Je me souviens d’un duo électro que j’avais accompagné : une chanteuse et un musicien avec un set de machines.                                                                                                                                          Ils avaient été sélectionnés pour un « tremplin »-concours pour découvrir ensuite qu’ils seraient obligés de jouer en acoustique !                                                                                                            Après hésitation, ils ont décidé de relever le challenge et ont arrangé deux titres en guitare-voix, mais bon …

 

Enfin, quelles conditions financières ?                                                                                                  Si vous n’êtes pas défrayés, le concert est-il gratuit pour le public ou bien y-a-t-il une billetterie ?

Sur certains « tremplins »-concours, il n’y a que les groupes sur scène qui ne sont pas payés alors que tous les techniciens, les organisateurs et les membres du jury le sont.                               A vous de voir si vous acceptez de cautionner ce type d’organisation.
Mais si vous acceptez, évitez ensuite de venir vous plaindre.

 

Conclusion

Si vous avez bien étudié les trois points de ce billet vous êtes en mesure de prendre votre décision en toute connaissance de cause, ce qui vous évitera mauvaises surprises et frustrations.

Notamment en évitant tous les tremplins dont le but premier est d’assurer leur propre pérennité ou bien ne sont qu’un support de pub pour une banque, une marque d’alcool ou de téléphonie mobile.                                                                                                                                                 Tremplins qui cesseront d’exister le jour où les groupes ne s’y inscriront plus ! 😉

Deux citations pour conclure :

« Les compétitions sont faites pour les chevaux, pas les artistes . » Bela Bartok.

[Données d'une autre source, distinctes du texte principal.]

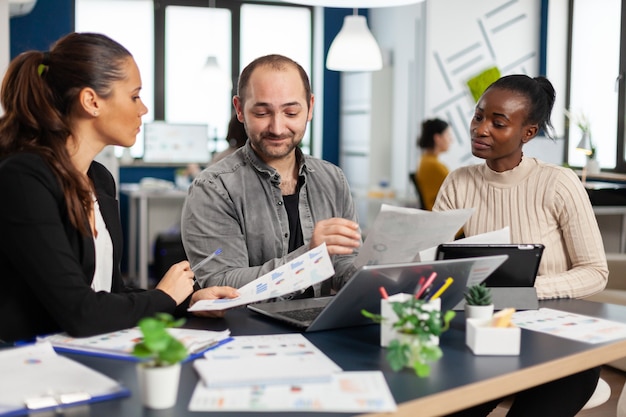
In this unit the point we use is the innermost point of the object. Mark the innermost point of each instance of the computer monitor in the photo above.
(176, 143)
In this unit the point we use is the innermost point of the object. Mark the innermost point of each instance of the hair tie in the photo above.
(45, 62)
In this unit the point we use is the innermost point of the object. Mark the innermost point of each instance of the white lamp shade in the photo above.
(354, 48)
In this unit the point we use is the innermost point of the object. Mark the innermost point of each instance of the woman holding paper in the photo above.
(61, 235)
(540, 203)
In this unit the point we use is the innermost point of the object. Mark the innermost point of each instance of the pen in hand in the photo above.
(203, 262)
(383, 293)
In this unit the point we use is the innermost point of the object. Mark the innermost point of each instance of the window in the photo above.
(594, 70)
(173, 40)
(198, 67)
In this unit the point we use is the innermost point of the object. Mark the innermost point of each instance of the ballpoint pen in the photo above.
(420, 285)
(383, 293)
(436, 293)
(427, 284)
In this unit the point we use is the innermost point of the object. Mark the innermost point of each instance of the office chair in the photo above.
(413, 181)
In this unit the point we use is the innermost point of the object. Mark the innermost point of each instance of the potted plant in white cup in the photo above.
(158, 374)
(418, 328)
(478, 302)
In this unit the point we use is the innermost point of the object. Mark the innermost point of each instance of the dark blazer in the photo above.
(46, 265)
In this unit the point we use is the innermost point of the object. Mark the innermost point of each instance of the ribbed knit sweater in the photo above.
(540, 203)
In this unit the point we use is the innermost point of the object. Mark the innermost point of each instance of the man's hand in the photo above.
(212, 293)
(341, 236)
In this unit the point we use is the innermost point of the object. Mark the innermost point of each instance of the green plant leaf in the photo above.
(397, 355)
(157, 343)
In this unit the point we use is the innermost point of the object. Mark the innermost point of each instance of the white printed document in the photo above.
(265, 360)
(400, 233)
(500, 236)
(307, 269)
(346, 392)
(120, 344)
(570, 325)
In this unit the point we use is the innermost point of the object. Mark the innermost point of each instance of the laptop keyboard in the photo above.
(304, 315)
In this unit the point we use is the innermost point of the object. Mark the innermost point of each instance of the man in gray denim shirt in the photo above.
(268, 203)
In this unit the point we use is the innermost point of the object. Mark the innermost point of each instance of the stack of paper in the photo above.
(570, 325)
(400, 233)
(120, 344)
(346, 392)
(34, 377)
(284, 372)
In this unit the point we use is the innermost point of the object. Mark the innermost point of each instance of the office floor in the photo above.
(614, 377)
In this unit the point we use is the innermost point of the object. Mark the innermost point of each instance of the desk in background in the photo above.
(140, 234)
(457, 381)
(608, 198)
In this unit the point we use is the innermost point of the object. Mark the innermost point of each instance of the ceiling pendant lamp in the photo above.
(354, 48)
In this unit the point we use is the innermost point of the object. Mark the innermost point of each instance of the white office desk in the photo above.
(140, 201)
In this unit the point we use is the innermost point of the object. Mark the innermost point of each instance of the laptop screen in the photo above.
(176, 143)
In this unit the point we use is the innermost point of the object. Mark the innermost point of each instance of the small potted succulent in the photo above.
(418, 328)
(478, 302)
(161, 353)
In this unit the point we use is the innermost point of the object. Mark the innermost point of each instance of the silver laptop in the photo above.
(362, 292)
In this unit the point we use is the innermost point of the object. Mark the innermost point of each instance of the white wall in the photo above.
(436, 46)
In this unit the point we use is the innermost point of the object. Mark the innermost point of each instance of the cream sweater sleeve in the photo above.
(541, 203)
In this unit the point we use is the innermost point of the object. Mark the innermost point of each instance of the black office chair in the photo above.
(417, 189)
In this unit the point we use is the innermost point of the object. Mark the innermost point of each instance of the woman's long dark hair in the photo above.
(40, 91)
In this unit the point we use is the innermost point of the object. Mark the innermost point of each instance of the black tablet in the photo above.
(519, 270)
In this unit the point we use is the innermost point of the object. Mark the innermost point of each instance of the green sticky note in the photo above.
(479, 83)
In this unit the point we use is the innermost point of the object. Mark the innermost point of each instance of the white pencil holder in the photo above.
(387, 333)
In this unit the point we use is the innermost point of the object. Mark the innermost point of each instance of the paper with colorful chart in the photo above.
(570, 325)
(346, 392)
(310, 268)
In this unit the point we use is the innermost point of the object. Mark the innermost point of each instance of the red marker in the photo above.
(383, 293)
(420, 285)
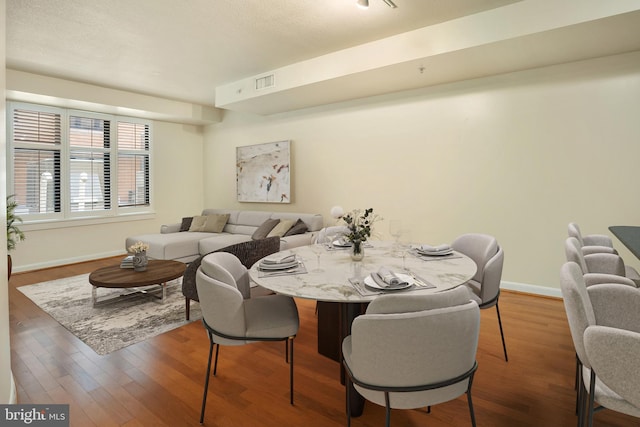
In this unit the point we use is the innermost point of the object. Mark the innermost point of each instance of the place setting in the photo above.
(434, 253)
(386, 280)
(280, 264)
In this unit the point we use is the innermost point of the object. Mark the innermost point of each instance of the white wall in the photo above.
(517, 156)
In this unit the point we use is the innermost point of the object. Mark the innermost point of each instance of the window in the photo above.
(67, 164)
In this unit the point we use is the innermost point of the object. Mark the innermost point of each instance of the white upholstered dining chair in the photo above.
(230, 319)
(591, 243)
(610, 305)
(413, 351)
(599, 267)
(485, 284)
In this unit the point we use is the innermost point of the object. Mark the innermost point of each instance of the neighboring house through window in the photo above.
(68, 164)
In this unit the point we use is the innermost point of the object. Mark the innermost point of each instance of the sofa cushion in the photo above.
(281, 228)
(298, 228)
(186, 223)
(213, 223)
(220, 240)
(176, 246)
(264, 229)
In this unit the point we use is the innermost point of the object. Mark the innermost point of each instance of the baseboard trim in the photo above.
(531, 289)
(66, 261)
(13, 393)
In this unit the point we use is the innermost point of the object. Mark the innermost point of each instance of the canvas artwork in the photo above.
(264, 173)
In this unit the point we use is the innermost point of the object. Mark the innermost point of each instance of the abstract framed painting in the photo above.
(263, 172)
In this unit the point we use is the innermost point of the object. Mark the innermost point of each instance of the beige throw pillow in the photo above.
(264, 229)
(283, 226)
(215, 223)
(209, 223)
(197, 224)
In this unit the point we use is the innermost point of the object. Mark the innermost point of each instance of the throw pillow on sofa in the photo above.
(264, 229)
(282, 227)
(209, 223)
(298, 228)
(186, 223)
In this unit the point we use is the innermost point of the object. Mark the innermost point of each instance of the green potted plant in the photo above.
(14, 234)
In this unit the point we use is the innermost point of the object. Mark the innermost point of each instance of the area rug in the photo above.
(112, 325)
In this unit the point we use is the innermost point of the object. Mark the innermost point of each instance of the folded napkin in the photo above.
(386, 278)
(440, 248)
(279, 259)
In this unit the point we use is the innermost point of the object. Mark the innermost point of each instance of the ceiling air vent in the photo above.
(265, 82)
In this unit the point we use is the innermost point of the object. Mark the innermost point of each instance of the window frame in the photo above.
(66, 216)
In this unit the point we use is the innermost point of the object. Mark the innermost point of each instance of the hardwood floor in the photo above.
(159, 382)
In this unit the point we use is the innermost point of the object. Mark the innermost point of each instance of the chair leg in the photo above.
(206, 381)
(215, 366)
(577, 384)
(592, 392)
(581, 398)
(504, 346)
(470, 402)
(348, 400)
(387, 405)
(291, 372)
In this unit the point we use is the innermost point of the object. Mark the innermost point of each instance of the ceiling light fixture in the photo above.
(364, 4)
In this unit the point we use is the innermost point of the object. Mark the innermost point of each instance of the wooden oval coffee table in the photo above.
(158, 272)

« La morale collective actuelle nous fait croire que l’important, c’est de l’emporter sur les autres, de lutter, de gagner.                                                                                                                                Nous sommes dans une société de compétition, mais un gagnant est un fabricant de perdants. Il faut rebâtir une société humaine où la compétition sera éliminée.                                                 Je n’ai pas à être plus fort que l’autre.                                                                                                       Je dois être plus fort que moi grâce à l’autre. » Albert Jacquard.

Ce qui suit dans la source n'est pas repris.